Elbette, insanların gruplarıyla ilgili duygularının doğası tamamen bireye bağlı değildir. Golec de Zavala’ya göre grup narsizmi, kişisel önemin belirsizleştiği olduğu ortamlarda yayılma olasılığı daha yüksektir. Bu duygu, aşırı ekonomik yoksunluk veya belirgin sosyal eşitsizlikler tarafından veya bir gruba haksız muamele edildiği hissini yayan liderler tarafından körüklenebilir. İnsanlar, minnettarlık, saygıyla karışık saygı veya merhamet gibi kendilerinden daha büyük bir şeye bağlayan duyguları geliştirebilirler.
Golec de Zavala’nın bir çalışmasında, altı haftalık bir ‘minnettarlık eğitimi’ne katıldıktan sonra, kolektif narsistlerin daha az cinsiyetçilik, homofobi ve göçmenlere karşı önyargı gösterdiğini tespit etti. Söz konusu eğitim, olumsuz duygulardan kurtulmak bir minnettarlık duygusu geliştirmek üzere tasarlanmıştı. Sonuçta varoluşsal memnuniyet, olumsuz duygularımızı düzenlemeye ve travmalarımızda anlam bulmaya yardımcı olmak için hepimizin yararlanabileceği bir kaynaktır.
Bu çalışmalar en azından grup narsisizminin kaçınılmaz olmadığına dair ipuçları veriyor.

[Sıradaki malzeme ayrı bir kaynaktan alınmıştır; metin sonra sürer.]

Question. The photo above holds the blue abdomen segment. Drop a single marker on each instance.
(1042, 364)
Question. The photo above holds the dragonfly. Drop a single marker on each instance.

Kolektif narsist inançlar yaşamın erken dönemlerinde oluşabilir, ancak daha da gelişmesine gerek yoktur. Çocuklara, bir anlam kazanması için sosyal kimliklerinin dışarıdan takdir görmesi gerekmediği öğretilebilir. Üstün hissetmek zorunda kalmadan doğal olarak değerli hissedebilirler. Ayrıca bu, başkalarına da fayda sağlayacaktır. Sağlıklı bir benlik saygısına sahip olanlar, genellikle kişisel güçlerini kendi gruplarına fayda sağlamak için kullanmak isterler. Başkalarını alt etmeye çok kafa yormazlar.
Kimseyi bir birey olarak içinizdeki değeri görmeye zorlayamayacağınız gibi, grubunuzdaki değeri görmeye de zorlayamazsınız. Ancak kendinizi nasıl gördüğünüzü ve grubunuz ve dünya hakkında kendinize anlatacağınız anlatıyı kontrol edebilirsiniz. Kolektif narsizm tuzağından kurtulmanın tek yolu, özel olduğunuza inanmak daha kolay olsa bile, grubunuzun hak iddialarını aşmak ve diğer insanlarla bağlantı kurmaktır.”
Bu yazı ilk kez 12 Kasım 2021’de yayımlanmıştır.